Au programme de mon émission sur YouTube, Hayes McMullan (rubrique « Un blues, un jour ») et Andres Roots (rubrique « Nouveauté de la semaine»).
Je m’arrête aujourd’hui sur Hayes McMullan, disparu en mai 1986, il y a 33 ans. Il est impossible de déterminer le jour exact de sa mort de ce bluesman, on sait juste que c’est au mois de mai. Mais je ne souhaite pas occulter des artistes sous le simple prétexte qu’il manque une telle précision biographique, je fais donc pour la première fois dans cette émission une exception. D’autant que l’histoire de McMullan mérite d’être racontée. Car ce chanteur et guitariste, né le 29 janvier 1902 (paradoxalement, on connaît son jour exact de naissance !) dans le Delta près de Tutwiler, a connu Charlie Patton, avec lequel il a même tourné à la fin des années 1920. On lui a ensuite proposé d’enregistrer mais comme on lui proposait seulement 5 dollars par chanson (et évidemment pas de royalties…), il a trouvé que ce n’était pas assez bien payé ! Il donc a préféré se consacrer à l’activité de métayer et à la religion, avant de militer également pour les droits civiques dans les années 1960. À cette époque, il est découvert par le musicologue et historien Gayle Dean Wardlow, qui l’enregistre chez lui en 1967 à Tutwiler, puis en studio à Jackson l’année suivante. Mais les faces ne sortent pas.
En 1998, soit 30 ans après, sur le CD qui accompagne son livre « Chasin’ That Devil Music – Searching for the Blues », Wardlow propose un seul morceau, Looka Here, Woman. Et il faudra attendre encore 20 années supplémentaires, jusqu’au début 2017, pour que le label Light in the Attic publie toutes les plages sur « Everyday Seem Like Murder Here ». Et il s’agit d’un document passionnant comprenant au total 31 plages dont 22 chansons, mais aussi 9 extraits d’interviews, dans lesquels McMullan évoque la vie des bluesmen itinérants, dans les juke joints et autres barrelhouses, les crues du Mississippi, et évidemment Patton. En France, l’album sera même chroniqué dans Télérama… Mais McMullan ignore tout cela car il est donc mort bien avant, en 1986 à 84 ans. Artistiquement, Hayes McMullan est un peu à la croisée des styles. Il s’inspire beaucoup du Delta Blues, mais il a sans doute fait évoluer sa musique au fil des décennies par rapport à ses débuts, car avec sa voix douce et traînante et son répertoire varié, il se rapproche aussi de songsters comme Mance Lipscomb et Mississippi John Hurt, ce qui le rend d’autant plus intéressant.

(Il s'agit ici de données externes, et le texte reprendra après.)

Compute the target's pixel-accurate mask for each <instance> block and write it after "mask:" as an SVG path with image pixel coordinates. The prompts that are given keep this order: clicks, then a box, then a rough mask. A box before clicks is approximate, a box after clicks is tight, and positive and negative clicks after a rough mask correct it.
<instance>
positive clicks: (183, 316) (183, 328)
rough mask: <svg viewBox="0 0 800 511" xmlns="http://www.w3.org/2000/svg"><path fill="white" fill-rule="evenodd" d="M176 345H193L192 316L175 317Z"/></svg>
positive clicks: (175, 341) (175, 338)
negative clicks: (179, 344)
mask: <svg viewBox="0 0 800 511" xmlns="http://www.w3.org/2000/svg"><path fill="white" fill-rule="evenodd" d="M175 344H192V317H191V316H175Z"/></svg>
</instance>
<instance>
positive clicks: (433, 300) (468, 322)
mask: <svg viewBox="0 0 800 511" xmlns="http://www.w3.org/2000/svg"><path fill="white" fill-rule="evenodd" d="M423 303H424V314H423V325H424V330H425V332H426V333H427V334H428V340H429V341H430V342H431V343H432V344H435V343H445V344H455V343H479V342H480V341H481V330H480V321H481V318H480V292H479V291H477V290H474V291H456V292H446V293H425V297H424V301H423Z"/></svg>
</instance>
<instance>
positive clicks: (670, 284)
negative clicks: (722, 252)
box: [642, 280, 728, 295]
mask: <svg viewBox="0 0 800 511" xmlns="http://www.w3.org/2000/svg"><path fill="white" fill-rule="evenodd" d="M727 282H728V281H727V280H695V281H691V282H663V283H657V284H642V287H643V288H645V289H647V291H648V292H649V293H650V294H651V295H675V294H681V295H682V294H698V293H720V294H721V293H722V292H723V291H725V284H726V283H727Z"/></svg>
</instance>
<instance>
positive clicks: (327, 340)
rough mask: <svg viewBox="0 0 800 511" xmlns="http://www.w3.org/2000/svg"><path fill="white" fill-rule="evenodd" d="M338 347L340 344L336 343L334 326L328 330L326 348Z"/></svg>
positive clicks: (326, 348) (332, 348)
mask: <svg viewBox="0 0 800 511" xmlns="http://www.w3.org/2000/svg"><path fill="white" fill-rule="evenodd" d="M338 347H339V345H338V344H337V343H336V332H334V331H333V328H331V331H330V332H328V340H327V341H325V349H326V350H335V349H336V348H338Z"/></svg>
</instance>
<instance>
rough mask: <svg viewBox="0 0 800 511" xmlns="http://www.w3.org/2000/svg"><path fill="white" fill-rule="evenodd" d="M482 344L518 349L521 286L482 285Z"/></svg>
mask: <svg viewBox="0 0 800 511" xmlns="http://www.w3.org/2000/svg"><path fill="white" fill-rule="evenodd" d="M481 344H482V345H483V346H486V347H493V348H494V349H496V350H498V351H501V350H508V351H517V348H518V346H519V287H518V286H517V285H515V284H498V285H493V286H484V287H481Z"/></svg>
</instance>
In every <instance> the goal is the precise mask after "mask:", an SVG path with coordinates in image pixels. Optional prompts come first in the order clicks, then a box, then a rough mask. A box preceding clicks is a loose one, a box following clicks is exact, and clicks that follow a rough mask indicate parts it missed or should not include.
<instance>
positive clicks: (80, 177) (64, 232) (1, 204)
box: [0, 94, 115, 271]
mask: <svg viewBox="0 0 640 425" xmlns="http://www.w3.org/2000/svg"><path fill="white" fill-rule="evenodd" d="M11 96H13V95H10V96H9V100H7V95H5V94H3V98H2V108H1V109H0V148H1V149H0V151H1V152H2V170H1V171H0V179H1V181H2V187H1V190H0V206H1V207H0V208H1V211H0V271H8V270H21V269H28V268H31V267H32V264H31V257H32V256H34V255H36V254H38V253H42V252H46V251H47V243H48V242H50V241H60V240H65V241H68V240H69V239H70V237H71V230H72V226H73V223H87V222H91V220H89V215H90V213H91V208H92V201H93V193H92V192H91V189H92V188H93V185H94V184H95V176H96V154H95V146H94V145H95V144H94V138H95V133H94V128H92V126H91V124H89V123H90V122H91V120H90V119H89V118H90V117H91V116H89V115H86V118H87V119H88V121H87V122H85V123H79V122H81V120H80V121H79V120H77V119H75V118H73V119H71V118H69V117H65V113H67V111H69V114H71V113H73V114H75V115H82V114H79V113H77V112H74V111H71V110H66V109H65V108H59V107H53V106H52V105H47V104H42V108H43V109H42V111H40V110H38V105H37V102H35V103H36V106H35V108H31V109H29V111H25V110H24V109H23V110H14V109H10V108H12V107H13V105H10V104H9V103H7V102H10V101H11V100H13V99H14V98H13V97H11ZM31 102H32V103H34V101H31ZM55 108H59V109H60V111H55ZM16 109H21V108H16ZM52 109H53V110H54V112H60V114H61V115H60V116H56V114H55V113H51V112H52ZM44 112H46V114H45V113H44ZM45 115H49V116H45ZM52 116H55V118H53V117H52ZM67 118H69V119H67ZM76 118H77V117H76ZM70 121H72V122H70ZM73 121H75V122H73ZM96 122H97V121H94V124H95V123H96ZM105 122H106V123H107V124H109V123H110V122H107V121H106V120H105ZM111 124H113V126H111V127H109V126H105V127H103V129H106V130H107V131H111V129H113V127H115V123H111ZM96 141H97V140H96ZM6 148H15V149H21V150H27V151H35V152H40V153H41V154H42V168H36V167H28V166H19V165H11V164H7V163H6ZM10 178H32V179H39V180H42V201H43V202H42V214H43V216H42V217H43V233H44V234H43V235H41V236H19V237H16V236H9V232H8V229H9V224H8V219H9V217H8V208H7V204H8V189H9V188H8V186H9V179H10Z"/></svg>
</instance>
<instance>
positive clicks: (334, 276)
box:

Dans mon émission, on l’écoute d’ailleurs plutôt dans cette veine avec Fast Old Train.
Pour la nouveauté de la semaine, je vous propose une vraie découverte aujourd’hui avec Andres Roots, un personnage qui sort des sentiers battus de cette émission, et qui nous propose un nouvel album chez Roots Art, « Breakfast in September ». En plus, il nous emmène sur des terres carrément inexplorées dans « Les temps du blues » car il vient de Tallinn en Estonie, où il est né en 1976. Et puis, à moins de deux semaines des élections européennes, s’arrêter sur cet artiste est tout à fait de circonstance car il incarne mieux que bien d’autres un blues international et surtout européen. En effet, depuis son premier album en 2010, il a travaillé avec des Britanniques, des Suédois, des Finlandais, des Danois, des Allemands, et même quelques Américains.

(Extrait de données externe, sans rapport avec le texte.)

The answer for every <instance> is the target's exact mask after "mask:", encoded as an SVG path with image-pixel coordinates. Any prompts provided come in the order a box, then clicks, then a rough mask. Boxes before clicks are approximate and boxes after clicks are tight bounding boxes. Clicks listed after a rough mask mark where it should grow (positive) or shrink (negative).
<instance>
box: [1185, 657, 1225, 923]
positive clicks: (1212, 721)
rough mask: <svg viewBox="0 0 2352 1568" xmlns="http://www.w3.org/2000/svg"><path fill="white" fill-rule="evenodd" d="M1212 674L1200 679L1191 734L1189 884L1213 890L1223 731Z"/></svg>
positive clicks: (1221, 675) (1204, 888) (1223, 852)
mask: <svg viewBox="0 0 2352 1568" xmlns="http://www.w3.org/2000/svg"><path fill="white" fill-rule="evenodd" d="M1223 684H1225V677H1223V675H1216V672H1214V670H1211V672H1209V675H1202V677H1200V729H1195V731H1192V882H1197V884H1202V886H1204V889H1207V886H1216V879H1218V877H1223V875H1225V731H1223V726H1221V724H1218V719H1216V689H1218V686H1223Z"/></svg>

Andres Roots ne chante pas et c’est un adepte de la guitare slide sous toutes ses formes. On trouve sur son CD des choses assez classiques d’inspiration hawaiienne comme The Sheik of Hawaii, d’autres plus bluesy comme 4 AM Hot Dog, un peu de gospel avec When the Saints Go Marching In, de jazz avec One for Mezz, mais aussi des chansons franchement inattendues comme le tango Tango Walk ou la valse Waltzin’ Blue. Il s’agit du sixième album d’Andres Roots, il est évidemment instrumental et je conçois qu’il puisse désarçonner les auditeurs de cette émission et les amateurs d’un blues en quelque sorte plus classique. Mais il appartient à notre univers et c’est un interprète qui maîtrise toutes les nuances de la slide. Je vous propose de l’écouter dans mon émission avec le morceau du disque le plus rattaché au blues, qui s’intitule 4 AM Hot Dog.